Des techniques d’arnaque bien rodées
Les arnaques classiques sont encore celles qui font le plus de victimes. Parmi elles, celle du proche en situation d’urgence. « Vous recevez un courriel de quelqu’un que vous connaissez qui vous dit “Je suis à l’étranger, j’ai un gros problème d’argent” ou “Je suis malade, peux-tu me dépanner en m’envoyant des numéros de coupons ?” » détaille Jean-Jacques Latour. Ce type de message est souvent lié au piratage d’un compte e-mail ou de la messagerie d’un de vos contacts. Le conseil du spécialiste : « Dès lors que la relation est purement virtuelle, n’envoyez pas d’argent tant que vous n’avez pas pu avoir la personne par téléphone, même si elle dit qu’elle n’est pas joignable. »
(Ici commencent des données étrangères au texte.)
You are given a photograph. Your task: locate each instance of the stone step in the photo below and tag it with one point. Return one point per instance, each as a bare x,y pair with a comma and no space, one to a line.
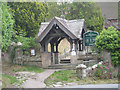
65,61
62,66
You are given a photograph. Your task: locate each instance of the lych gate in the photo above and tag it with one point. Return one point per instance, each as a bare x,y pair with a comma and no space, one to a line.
54,31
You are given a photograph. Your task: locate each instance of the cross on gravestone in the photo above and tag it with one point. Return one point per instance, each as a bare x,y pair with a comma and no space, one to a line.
89,38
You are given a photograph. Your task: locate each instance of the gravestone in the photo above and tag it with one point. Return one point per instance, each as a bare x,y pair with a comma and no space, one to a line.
106,56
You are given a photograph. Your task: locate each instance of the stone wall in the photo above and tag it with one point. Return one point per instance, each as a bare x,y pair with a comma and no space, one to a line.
29,60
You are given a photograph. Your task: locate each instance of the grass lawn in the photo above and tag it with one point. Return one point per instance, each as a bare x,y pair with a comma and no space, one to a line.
8,80
67,76
28,68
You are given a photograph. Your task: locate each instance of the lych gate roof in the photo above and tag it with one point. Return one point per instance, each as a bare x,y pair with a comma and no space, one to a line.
72,28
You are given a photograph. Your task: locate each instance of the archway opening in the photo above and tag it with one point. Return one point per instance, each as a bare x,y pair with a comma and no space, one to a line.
64,46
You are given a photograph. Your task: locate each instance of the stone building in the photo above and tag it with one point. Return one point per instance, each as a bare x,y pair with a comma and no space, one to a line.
54,31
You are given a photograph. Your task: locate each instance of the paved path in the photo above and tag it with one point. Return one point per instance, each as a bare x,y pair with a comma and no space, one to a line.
94,86
38,80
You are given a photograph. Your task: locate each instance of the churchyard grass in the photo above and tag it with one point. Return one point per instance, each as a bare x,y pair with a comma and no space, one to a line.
69,76
7,79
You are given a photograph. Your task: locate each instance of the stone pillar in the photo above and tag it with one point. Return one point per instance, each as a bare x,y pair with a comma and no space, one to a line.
71,46
46,59
55,58
56,48
81,71
73,57
46,47
52,47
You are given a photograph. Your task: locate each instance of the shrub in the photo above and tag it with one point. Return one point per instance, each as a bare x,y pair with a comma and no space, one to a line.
27,43
109,40
105,71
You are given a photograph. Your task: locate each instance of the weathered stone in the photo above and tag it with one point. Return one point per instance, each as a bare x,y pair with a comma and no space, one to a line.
73,59
81,71
46,59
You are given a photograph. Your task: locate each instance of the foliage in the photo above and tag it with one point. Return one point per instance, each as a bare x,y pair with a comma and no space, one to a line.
28,17
79,10
110,40
27,43
7,27
61,76
105,71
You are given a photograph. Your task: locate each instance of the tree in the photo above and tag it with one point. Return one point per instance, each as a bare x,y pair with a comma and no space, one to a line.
7,27
28,17
88,11
79,10
110,40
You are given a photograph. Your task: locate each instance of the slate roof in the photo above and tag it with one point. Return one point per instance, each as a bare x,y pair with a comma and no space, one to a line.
74,27
109,9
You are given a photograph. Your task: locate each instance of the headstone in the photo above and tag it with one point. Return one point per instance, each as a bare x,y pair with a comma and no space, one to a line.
81,71
46,59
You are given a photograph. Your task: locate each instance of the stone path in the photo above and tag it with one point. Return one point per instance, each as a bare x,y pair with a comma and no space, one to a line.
38,80
94,86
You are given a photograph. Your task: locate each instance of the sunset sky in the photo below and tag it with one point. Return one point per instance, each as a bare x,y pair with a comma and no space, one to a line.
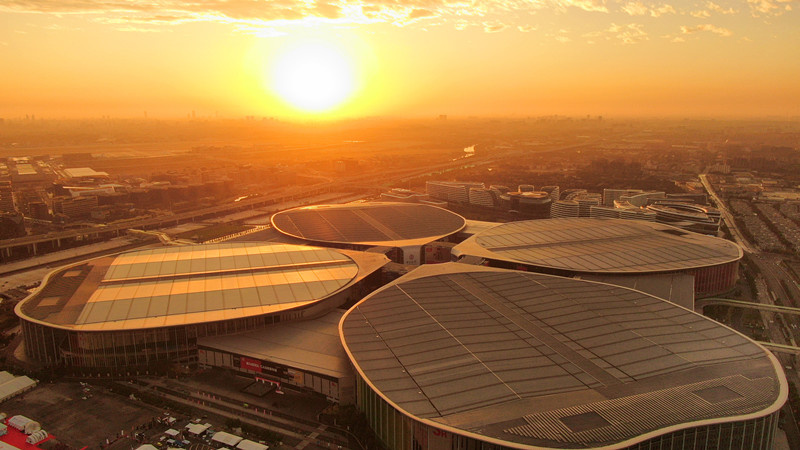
86,58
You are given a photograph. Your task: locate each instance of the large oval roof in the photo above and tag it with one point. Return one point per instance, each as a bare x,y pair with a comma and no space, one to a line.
528,360
188,284
378,224
599,246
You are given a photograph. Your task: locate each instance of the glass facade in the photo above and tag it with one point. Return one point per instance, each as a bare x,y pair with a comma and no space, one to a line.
400,432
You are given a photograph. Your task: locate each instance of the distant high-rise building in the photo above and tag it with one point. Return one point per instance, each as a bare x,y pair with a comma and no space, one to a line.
553,191
451,191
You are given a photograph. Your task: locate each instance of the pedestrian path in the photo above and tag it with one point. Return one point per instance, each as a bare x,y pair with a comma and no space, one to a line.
311,437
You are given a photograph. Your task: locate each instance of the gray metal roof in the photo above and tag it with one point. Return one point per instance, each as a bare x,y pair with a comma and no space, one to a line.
391,224
310,345
525,359
194,284
599,246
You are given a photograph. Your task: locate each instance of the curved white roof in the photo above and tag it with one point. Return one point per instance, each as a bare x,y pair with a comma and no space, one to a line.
374,224
528,360
191,284
599,246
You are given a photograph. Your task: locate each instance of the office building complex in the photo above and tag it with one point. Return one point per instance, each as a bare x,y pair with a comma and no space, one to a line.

Autre stratagème, l’arnaque à la location sur les sites entre particuliers. Une fausse annonce est mise en ligne, avec un logement sous le prix du marché. Appâté par la bonne affaire, le candidat « sélectionné » est invité à fournir par courriel un dossier de location avec documents d’identité, fiches de paie, avis d’imposition, plus une caution et le premier mois de loyer à régler… en coupons. « Ces arnaques peuvent vite chiffrer, par exemple 1 000 € soit 4 coupons de 250 € par victime, alerte Jean-Jacques Latour. Et les données personnelles récupérées vont permettre au cybercriminel d’usurper votre identité, par exemple en contractant un crédit à la consommation à votre nom ! »
La ruse se décline aussi avec des biens coûteux (véhicules, appareils électroménager ou high-tech, animaux de compagnie…), toujours proposés à des prix alléchants. « Dès lors que l’on vous réclame un paiement en PCS, il y a 99 % de chances que ce soit une arnaque », prévient Jean-Jacques Latour.
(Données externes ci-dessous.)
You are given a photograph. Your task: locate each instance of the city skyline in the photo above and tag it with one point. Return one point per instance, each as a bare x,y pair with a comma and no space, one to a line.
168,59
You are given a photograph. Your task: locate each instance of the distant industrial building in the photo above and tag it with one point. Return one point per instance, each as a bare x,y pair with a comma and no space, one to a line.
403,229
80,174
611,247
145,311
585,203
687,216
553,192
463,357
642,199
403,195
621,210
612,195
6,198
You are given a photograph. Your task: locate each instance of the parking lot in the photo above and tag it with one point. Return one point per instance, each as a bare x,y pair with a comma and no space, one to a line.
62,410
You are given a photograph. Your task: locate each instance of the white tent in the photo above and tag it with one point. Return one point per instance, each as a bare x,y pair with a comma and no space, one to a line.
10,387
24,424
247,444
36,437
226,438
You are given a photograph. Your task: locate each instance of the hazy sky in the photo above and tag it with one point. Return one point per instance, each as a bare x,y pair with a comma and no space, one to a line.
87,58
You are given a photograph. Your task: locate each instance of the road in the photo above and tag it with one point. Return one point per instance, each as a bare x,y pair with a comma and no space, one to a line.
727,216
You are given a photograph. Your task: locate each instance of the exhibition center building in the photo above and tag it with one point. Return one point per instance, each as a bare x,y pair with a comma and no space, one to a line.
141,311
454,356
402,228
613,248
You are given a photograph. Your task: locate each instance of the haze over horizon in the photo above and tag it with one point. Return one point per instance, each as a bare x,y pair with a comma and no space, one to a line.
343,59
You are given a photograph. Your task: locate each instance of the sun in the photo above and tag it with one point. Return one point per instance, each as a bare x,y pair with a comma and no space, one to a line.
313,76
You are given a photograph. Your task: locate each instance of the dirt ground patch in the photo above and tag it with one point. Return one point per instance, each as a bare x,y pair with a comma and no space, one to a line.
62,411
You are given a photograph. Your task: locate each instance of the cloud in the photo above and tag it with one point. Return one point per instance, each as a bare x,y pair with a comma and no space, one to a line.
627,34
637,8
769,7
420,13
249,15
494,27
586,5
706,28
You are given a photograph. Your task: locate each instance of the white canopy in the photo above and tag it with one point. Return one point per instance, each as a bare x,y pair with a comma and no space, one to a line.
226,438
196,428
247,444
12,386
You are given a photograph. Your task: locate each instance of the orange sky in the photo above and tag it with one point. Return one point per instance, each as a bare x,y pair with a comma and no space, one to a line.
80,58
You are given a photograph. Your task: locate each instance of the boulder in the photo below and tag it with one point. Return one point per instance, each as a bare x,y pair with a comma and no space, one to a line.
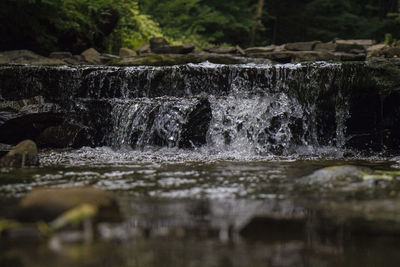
330,47
221,50
194,131
22,155
91,56
362,42
27,118
340,56
301,46
4,149
63,136
126,52
263,49
174,49
157,42
60,55
144,49
348,47
46,204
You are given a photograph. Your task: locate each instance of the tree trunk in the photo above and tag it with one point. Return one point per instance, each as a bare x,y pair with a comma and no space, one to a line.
258,21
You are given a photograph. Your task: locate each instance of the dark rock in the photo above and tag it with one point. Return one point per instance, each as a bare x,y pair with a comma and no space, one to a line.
47,204
221,50
157,42
330,47
301,46
126,52
173,49
4,149
144,49
347,47
91,56
64,136
339,56
26,119
194,131
257,50
363,42
174,59
60,55
22,155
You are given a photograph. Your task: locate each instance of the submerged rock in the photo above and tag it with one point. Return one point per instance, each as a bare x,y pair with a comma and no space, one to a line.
22,155
48,204
349,181
66,135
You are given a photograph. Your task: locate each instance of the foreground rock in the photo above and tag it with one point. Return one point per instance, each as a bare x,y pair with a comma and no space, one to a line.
48,204
22,155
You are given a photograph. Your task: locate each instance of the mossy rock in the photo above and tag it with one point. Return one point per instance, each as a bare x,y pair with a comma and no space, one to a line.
46,204
22,155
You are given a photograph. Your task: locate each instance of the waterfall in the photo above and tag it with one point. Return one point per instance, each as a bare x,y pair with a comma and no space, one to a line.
261,109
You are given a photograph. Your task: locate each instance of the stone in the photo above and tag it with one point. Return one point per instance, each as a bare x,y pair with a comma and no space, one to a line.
221,50
22,155
362,42
63,136
347,47
330,46
46,204
301,46
240,51
173,49
91,56
60,55
144,49
126,52
340,56
27,118
194,131
4,59
4,149
157,42
263,49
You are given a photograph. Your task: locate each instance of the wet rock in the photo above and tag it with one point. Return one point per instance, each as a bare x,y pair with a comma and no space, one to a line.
301,46
92,56
347,47
157,42
257,50
375,50
349,181
26,118
339,56
63,136
174,49
126,52
221,50
174,59
194,131
22,155
47,204
4,149
330,46
144,49
363,42
60,55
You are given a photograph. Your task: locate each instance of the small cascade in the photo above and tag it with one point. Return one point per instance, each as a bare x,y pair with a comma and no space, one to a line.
255,109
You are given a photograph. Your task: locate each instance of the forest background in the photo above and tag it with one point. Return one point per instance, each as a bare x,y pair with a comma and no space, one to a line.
107,25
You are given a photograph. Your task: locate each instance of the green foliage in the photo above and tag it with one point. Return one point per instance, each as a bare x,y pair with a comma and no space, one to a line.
134,28
203,21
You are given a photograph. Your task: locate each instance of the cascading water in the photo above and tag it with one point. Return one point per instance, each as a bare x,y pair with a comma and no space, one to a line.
254,109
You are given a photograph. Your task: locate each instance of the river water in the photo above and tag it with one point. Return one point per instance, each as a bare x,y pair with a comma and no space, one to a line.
231,196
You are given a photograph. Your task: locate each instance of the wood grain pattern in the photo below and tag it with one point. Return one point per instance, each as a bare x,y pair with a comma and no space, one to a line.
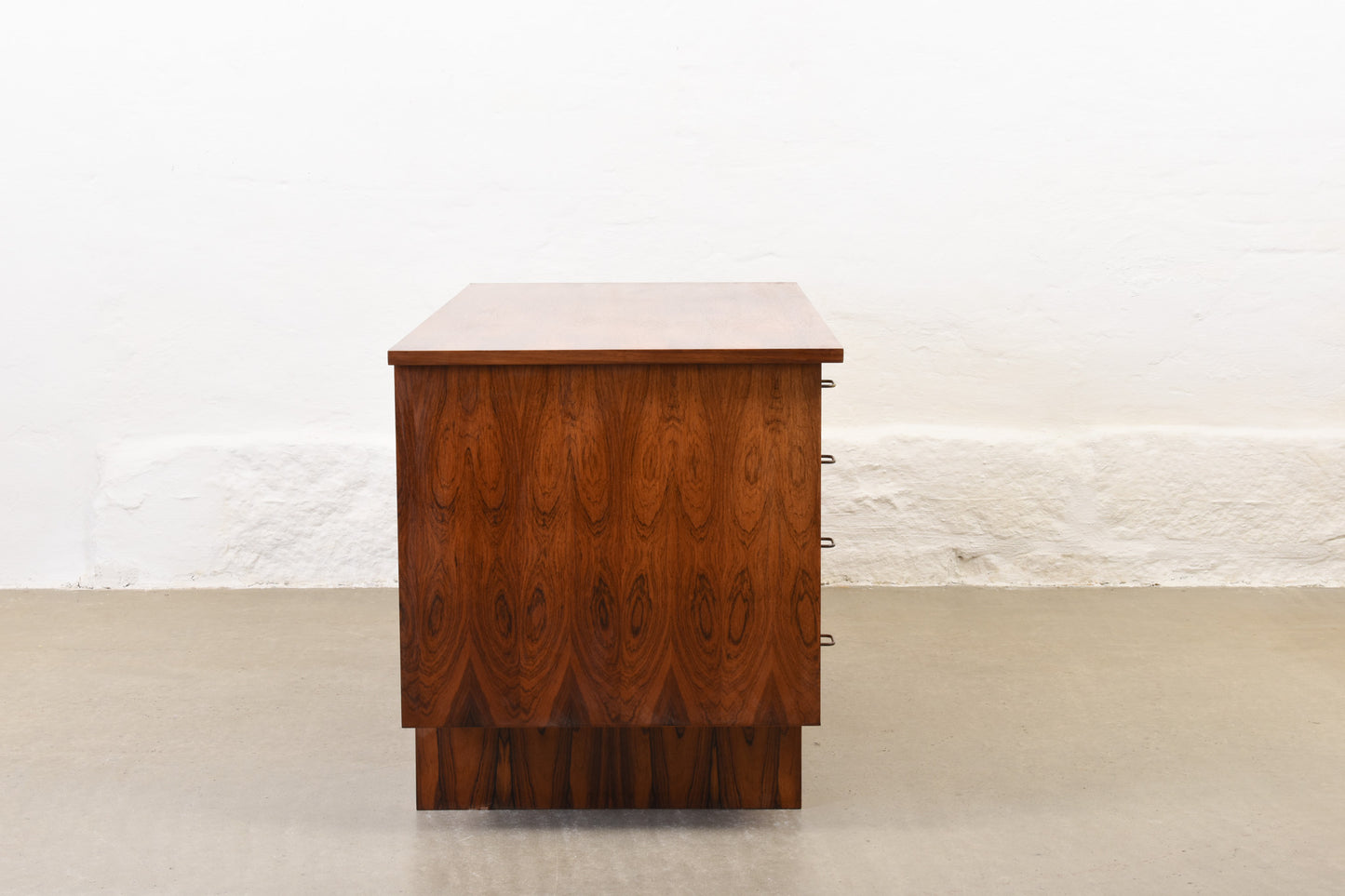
572,323
608,769
610,545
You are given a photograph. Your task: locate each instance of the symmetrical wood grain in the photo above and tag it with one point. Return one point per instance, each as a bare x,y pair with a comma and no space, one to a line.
595,323
608,769
610,545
Autre variante, plus pernicieuse : l’arnaque à la romance, où les « brouteurs » utilisent de faux profils sur les réseaux sociaux pour séduire des internautes à la recherche d’une relation. « Ici, quand ils flairent que la victime peut être escroquée de fortes sommes, ils utilisent des comptes bancaires pour réceptionner des virements plutôt que des PCS qui sont limités, certaines cibles allant jusqu’à s’endetter de plusieurs dizaines de milliers d’euros », se désole Jean-Jacques Latour.
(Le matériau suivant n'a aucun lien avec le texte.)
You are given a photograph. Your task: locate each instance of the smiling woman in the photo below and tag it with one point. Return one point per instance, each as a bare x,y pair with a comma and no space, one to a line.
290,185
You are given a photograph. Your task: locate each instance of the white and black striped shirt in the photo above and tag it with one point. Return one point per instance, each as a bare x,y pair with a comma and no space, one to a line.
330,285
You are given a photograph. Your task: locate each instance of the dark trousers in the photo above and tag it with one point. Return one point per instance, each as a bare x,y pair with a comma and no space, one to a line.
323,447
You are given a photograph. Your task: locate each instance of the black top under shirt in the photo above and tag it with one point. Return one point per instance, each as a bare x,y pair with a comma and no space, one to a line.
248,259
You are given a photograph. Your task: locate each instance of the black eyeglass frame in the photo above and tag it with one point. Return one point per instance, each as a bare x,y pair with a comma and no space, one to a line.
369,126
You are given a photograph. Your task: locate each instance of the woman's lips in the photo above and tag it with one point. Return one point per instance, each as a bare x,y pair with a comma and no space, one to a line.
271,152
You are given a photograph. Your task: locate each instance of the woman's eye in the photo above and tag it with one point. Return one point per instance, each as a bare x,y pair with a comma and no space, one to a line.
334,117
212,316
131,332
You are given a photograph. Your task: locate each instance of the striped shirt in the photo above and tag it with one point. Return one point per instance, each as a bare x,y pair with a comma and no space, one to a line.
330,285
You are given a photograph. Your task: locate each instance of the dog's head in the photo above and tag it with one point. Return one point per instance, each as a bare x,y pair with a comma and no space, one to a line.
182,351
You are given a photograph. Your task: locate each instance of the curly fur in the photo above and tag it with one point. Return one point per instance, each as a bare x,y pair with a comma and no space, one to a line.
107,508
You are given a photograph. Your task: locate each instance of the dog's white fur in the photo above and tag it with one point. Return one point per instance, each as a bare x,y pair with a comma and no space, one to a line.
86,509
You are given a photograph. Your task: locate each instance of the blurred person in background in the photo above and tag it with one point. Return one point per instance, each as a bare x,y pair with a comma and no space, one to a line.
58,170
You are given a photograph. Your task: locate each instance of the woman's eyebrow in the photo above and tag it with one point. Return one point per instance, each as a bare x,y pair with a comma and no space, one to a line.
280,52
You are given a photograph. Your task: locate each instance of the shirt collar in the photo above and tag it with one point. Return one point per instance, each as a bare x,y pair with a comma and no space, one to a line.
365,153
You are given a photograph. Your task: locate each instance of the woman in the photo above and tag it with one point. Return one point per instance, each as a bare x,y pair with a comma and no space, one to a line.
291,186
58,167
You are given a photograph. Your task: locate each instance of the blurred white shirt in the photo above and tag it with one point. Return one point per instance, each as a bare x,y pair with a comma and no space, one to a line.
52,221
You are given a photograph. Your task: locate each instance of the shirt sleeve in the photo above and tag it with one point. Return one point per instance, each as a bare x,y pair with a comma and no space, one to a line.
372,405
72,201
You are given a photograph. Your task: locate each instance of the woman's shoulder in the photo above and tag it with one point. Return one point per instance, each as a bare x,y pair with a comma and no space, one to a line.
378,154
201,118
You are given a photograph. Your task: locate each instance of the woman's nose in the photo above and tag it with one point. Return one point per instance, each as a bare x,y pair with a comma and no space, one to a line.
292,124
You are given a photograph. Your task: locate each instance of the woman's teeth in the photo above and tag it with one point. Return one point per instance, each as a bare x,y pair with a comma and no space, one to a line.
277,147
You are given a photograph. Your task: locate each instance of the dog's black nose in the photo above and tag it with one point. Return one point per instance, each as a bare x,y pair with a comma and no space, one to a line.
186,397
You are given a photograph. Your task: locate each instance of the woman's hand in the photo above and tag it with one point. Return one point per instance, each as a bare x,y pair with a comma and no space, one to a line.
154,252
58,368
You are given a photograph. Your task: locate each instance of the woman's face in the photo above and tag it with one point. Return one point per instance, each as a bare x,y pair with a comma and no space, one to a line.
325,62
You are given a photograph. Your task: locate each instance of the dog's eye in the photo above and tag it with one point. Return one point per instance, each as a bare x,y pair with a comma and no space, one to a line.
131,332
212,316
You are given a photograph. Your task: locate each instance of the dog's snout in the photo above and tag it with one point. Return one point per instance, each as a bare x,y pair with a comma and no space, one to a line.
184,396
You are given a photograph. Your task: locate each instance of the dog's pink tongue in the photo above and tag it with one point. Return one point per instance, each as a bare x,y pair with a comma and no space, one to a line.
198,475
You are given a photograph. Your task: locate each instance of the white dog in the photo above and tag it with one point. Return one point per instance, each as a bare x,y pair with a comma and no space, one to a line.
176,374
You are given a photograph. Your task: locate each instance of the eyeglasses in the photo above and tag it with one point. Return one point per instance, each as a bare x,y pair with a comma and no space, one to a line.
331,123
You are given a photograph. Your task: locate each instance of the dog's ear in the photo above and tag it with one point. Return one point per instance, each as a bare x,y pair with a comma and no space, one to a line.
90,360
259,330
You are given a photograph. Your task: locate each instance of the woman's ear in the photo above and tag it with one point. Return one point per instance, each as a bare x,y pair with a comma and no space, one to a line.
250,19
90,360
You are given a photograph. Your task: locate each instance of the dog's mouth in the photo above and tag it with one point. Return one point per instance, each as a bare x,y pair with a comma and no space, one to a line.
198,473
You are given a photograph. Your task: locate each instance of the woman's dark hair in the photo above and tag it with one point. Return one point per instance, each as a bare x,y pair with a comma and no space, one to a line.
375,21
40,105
Des chantages comme s’il en pleuvait
Les coupons PCS et les solutions de paiement similaires sont aussi omniprésents dans les chantages de toute sorte. Par exemple ? Celui au faux support technique vous laissant croire que votre ordinateur est infecté ou bloqué. Celui à la webcam où l’escroc fait croire qu’il dispose des images compromettantes, filmées avec votre webcam, ou se fait passer pour un officier des forces de l’ordre vous laissant croire que vous êtes accusé de pratiques pédopornographiques. Autre cas, celui du vol de l’accès à vos comptes de réseaux sociaux que l’on vous promet de rétablir contre rançon. « Ici, les sommes demandées sont assez faibles, de l’ordre de quelques dizaines ou centaines d’euros, ce qui enjoint les gens à payer », explique Jean-Jacques Latour.
Dans tous les cas, la méfiance doit être de mise lors de toute proposition trop belle pour être vraie. Le bon réflexe, se renseigner, notamment sur Cybermalveillance.gouv.fr, pour déjouer les pièges et trouver de l’assistance. Tout comme signaler les escroqueries sur le site officiel Internet-signalement.gouv.fr pour alimenter les connaissances des services de police judiciaire. Quant aux victimes, « on leur conseille de déposer plainte, même si elles ne retrouveront pas leur argent, parce que s’il n’y a pas de plainte, il n’y a pas d’enquête et donc les auteurs ne sont jamais arrêtés », conclut Jean-Jacques Latour.